Speech to Text Function Overview

This page contains a brief overview of what you can do with the audio editor's speech to text functions.

Analyzing Spoken Text

A number of speech to text services exist around the WWW. Usually, they will want to be paid for their work. You or your company must set up a contract with the respective service (or install the service on a local HTTP server) and configure the service for your use.

Load an audio file with spoken text into the clipboard, then right-click the file and click on "Speech to text analysis". If this menu item pops up, click on the desired service name in the sub menu to launch the analysis.

An icon is displayed in the clipboard item which changes while analyzing from

to

when analysis is finished, or to

if analysis runs into an error. If you hover with the mouse over the icon a tool tip appears showing the actual state.

While analyzing

An error occurred

With analyzed speech to text

When analysis is finished successfully, the resulting text is attached to the audio. When you load the audio into the SingleTrack timeline, you can see the text in the speech to text pane. To see the speech to text pane, use the "View" menu.

Working with Speech to Text Data

This is the SingleTrack screen with the speech to text pane below the timeline. You can move this pane around to any position you like.

The highlighted text in the speech to text pane (blue background) corresponds to the area between mark in and mark out on the timeline.

You can use editing functions (cut inside / outside, cut inside / outside and move). The text will be edited along.
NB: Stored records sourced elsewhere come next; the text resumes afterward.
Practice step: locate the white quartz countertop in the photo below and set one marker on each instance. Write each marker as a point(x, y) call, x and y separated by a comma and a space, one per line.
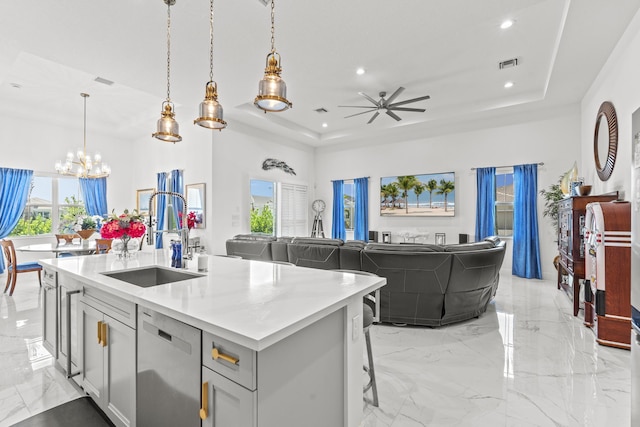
point(252, 303)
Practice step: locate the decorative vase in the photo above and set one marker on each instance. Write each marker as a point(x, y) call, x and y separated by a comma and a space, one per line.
point(86, 234)
point(125, 247)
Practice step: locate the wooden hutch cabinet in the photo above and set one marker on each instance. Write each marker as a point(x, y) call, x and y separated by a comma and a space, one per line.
point(571, 216)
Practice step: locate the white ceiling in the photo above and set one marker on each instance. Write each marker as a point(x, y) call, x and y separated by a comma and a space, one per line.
point(449, 50)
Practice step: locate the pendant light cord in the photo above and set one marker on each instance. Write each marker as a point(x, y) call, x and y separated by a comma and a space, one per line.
point(168, 51)
point(211, 41)
point(273, 27)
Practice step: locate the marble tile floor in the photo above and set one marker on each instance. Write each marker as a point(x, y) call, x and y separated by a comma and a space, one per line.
point(526, 362)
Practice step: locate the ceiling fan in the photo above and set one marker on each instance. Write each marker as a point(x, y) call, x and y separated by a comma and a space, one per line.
point(386, 104)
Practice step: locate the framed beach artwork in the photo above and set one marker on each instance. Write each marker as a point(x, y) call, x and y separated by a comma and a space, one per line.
point(427, 195)
point(142, 200)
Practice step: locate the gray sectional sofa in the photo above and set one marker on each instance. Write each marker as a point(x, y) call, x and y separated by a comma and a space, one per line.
point(427, 285)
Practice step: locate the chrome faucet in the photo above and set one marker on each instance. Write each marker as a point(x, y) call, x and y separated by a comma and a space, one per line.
point(184, 231)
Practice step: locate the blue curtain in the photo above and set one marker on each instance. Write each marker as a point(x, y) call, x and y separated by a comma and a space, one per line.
point(161, 206)
point(94, 191)
point(361, 220)
point(14, 190)
point(337, 219)
point(526, 246)
point(485, 202)
point(177, 186)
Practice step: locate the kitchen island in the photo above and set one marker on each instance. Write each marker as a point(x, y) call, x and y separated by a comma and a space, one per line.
point(281, 344)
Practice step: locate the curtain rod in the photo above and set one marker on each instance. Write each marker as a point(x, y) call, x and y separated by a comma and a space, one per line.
point(510, 166)
point(349, 179)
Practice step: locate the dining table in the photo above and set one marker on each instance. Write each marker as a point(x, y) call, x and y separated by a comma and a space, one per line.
point(85, 248)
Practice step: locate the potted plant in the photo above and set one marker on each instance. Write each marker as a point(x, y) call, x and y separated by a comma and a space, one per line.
point(552, 195)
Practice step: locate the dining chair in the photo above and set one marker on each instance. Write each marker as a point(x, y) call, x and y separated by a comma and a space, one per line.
point(13, 268)
point(103, 246)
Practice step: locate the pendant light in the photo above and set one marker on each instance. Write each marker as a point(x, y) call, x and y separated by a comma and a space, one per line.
point(272, 90)
point(168, 129)
point(210, 110)
point(86, 166)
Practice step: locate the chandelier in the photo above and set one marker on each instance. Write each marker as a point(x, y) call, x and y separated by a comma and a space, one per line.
point(81, 164)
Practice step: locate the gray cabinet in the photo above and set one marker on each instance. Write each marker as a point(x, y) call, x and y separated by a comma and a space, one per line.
point(50, 312)
point(68, 292)
point(226, 403)
point(108, 357)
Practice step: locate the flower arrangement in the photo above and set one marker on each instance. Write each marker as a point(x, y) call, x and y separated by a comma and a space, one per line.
point(127, 225)
point(192, 219)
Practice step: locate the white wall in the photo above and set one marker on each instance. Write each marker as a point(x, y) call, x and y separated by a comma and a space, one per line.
point(554, 141)
point(619, 83)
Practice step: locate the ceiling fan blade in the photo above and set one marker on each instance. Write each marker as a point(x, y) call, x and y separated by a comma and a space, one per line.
point(357, 114)
point(394, 95)
point(416, 110)
point(392, 114)
point(368, 97)
point(408, 101)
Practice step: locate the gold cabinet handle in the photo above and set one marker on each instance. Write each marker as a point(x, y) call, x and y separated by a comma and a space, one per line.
point(204, 410)
point(104, 328)
point(217, 355)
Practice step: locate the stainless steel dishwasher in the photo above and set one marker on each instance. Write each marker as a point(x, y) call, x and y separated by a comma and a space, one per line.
point(169, 365)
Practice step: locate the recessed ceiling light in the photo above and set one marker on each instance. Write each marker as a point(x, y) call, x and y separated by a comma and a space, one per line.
point(506, 24)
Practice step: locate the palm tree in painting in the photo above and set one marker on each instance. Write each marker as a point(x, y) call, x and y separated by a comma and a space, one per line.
point(431, 185)
point(394, 192)
point(384, 195)
point(406, 183)
point(445, 188)
point(418, 189)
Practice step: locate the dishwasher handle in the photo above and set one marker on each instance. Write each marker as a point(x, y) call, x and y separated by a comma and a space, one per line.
point(166, 337)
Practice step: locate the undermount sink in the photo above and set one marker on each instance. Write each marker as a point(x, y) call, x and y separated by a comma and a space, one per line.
point(152, 276)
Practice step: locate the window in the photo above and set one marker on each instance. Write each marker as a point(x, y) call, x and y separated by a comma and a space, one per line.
point(278, 209)
point(504, 203)
point(293, 210)
point(52, 205)
point(262, 207)
point(349, 194)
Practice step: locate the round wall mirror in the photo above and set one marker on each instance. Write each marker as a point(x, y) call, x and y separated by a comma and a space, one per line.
point(605, 140)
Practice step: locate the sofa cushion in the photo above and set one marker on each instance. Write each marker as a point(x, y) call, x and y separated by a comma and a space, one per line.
point(317, 241)
point(323, 256)
point(404, 247)
point(350, 258)
point(464, 247)
point(265, 237)
point(279, 249)
point(250, 249)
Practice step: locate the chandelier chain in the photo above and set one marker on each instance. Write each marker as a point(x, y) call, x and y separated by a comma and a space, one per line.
point(168, 51)
point(273, 28)
point(211, 40)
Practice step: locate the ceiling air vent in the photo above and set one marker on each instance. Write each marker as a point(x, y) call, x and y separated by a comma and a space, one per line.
point(103, 81)
point(509, 63)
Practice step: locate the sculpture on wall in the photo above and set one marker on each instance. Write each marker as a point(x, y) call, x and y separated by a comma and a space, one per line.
point(278, 164)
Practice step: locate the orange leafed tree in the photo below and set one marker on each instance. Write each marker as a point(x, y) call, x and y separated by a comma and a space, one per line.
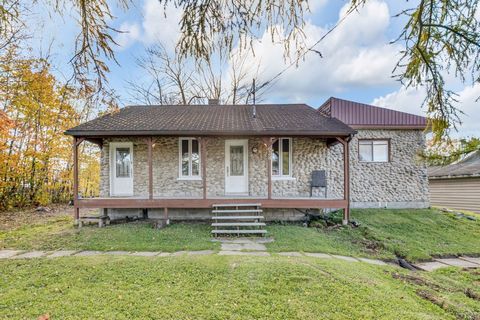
point(35, 155)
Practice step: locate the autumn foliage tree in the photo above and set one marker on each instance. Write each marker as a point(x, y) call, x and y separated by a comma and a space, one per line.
point(35, 155)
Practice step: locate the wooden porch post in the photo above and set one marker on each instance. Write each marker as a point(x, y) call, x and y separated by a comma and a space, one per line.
point(76, 209)
point(268, 143)
point(346, 179)
point(203, 162)
point(150, 168)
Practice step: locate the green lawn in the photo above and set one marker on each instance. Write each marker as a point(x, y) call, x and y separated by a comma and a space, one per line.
point(222, 287)
point(59, 233)
point(413, 234)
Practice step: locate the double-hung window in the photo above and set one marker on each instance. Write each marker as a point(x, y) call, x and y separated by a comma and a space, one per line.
point(282, 158)
point(189, 158)
point(374, 150)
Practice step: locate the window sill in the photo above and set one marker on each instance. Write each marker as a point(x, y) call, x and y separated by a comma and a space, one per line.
point(374, 161)
point(283, 178)
point(189, 179)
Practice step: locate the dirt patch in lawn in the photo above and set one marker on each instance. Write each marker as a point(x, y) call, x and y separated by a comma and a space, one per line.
point(19, 217)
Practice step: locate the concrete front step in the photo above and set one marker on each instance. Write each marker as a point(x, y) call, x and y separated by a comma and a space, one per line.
point(239, 231)
point(226, 205)
point(238, 211)
point(238, 224)
point(238, 218)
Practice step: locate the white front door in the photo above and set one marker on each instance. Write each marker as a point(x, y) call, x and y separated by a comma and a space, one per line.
point(121, 173)
point(236, 166)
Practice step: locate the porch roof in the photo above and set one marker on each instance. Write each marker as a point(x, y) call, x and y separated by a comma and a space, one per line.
point(212, 120)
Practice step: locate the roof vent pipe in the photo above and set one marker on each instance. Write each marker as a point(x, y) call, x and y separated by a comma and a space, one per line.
point(212, 102)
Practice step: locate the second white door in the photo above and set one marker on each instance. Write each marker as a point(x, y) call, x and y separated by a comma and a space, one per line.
point(236, 167)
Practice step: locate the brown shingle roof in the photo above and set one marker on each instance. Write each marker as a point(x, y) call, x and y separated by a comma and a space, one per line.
point(290, 119)
point(364, 116)
point(468, 167)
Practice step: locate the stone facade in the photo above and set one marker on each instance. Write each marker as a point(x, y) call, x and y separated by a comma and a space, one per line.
point(401, 182)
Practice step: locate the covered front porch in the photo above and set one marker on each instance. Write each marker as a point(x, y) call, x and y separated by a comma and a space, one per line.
point(158, 184)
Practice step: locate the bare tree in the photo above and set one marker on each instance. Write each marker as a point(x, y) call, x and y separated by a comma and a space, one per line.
point(173, 79)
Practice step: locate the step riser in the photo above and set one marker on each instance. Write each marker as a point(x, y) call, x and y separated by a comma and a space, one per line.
point(239, 231)
point(240, 224)
point(238, 211)
point(236, 223)
point(238, 218)
point(229, 205)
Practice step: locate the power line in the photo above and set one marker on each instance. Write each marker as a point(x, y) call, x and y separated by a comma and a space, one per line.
point(279, 74)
Of course the text edit works only at word level; if you remove a part of a word from the timeline, the outcome in text is probably not what you expect.

When you start playback, a red "highlight" corresponding to the sound head position moves through the text:

On the other hand, select a word in the text to set the sound head to this word.

To find text in the text area, type the search string into the "Search" field, and press the ENTER key or click the down-arrow button. All matches are marked in yellow, and you can cycle through the matches by repeatedly pressing the ENTER key, or clicking the down arrow. SHIFT+ENTER, or the up arrow, cycle the matches in reverse direction.

To get rid of the search result and yellow markers, click the X button next to the "Search" field.

Saving Speech to Text Data

When the audio file is saved to the file system, to DBM, or to DPE, the text file is saved with the audio. In the file system, the text file has the same name as the audio file, but its extension is .s2t. In DBM or DPE, the storage location is implicitly determined.

When an audio file with text information is included in a project, the text information is implicitly embedded in the project.

Loading Speech to Text Data

When speech to text information is available for an audio file that is loaded from DBM or DPE, this information is implicitly loaded. When an audio file is loaded from the file system, and a .s2t file exists with the same file name, then the audio editor attempts to read speech to text information from this file.

When a project is loaded that contains speech to text information, then this information is implicitly loaded.

Multiple Speakers

When the audio contains passages of text spoken by more than one person, some transcription services can differentiate among these speakers, and insert tags indicating that a different person is now speaking. This ability may be subject to configuring the service accordingly.

When MTE detects such tags in the transcript, it inserts a line into the text saying “SPEAKER: xxx” where xxx is the speaker name as indicated by the transcription service.

You can modify the speakers assigned to passages of text. This is described on the page Working with Text.

These assignments may be incorrect, or you may want to replace the names “S1”, “S2”, etc. by real person names.

Highlighting Speakers

Starting with MTE version 8.2.1847.0, two new color parameters allow to colorize the “SPEAKER” lines: Color_S2T_SpeakerText and Color_S2T_SpeakerBackground. Both parameters are stored in the respective color scheme, e.g. MultiTrack|Settings|UIScheme_dark. The values are the same as for other color parameters, i.e. you can enter RGB values, color names, hexadecimal values etc. We recommend that you set either both parameters, or neither, because when setting only one of them, the other color value is defaulted by the “normal” color, which may lead to poor contrast.

Exporting the Transcript

When you click the right mouse button inside the transcript text, the following export options are available:

Save all text to file
Save selected text to file
Copy all text into Windows clipboard
Copy selected text into Windows clipboard

The “selected text” options, of course, are only available if any text is selected.

Text that is copied to the Windows clipboard can be pasted into other applications like Word. Typically, the key combination Ctrl+V is used to paste the text.

These operations create pure text without formatting. Line breaks which are created for display only (i.e. when the text is wider than the window) are replaced by space characters. “SPEAKER” lines, however, are always exported to separate lines.

Starting with MTE 8.2.1846.0, a parameter lets you control whether pauses (which are indicated by single or double line breaks in the transcript) are exported as such, or whether they are replaced by space characters. The name of this parameter is S2TExportWithPausesAsLinebreaks, and it is defined in MultiTrack|Settings. The value should be 0 or FALSE, or 1 or TRUE, with a default value of 1.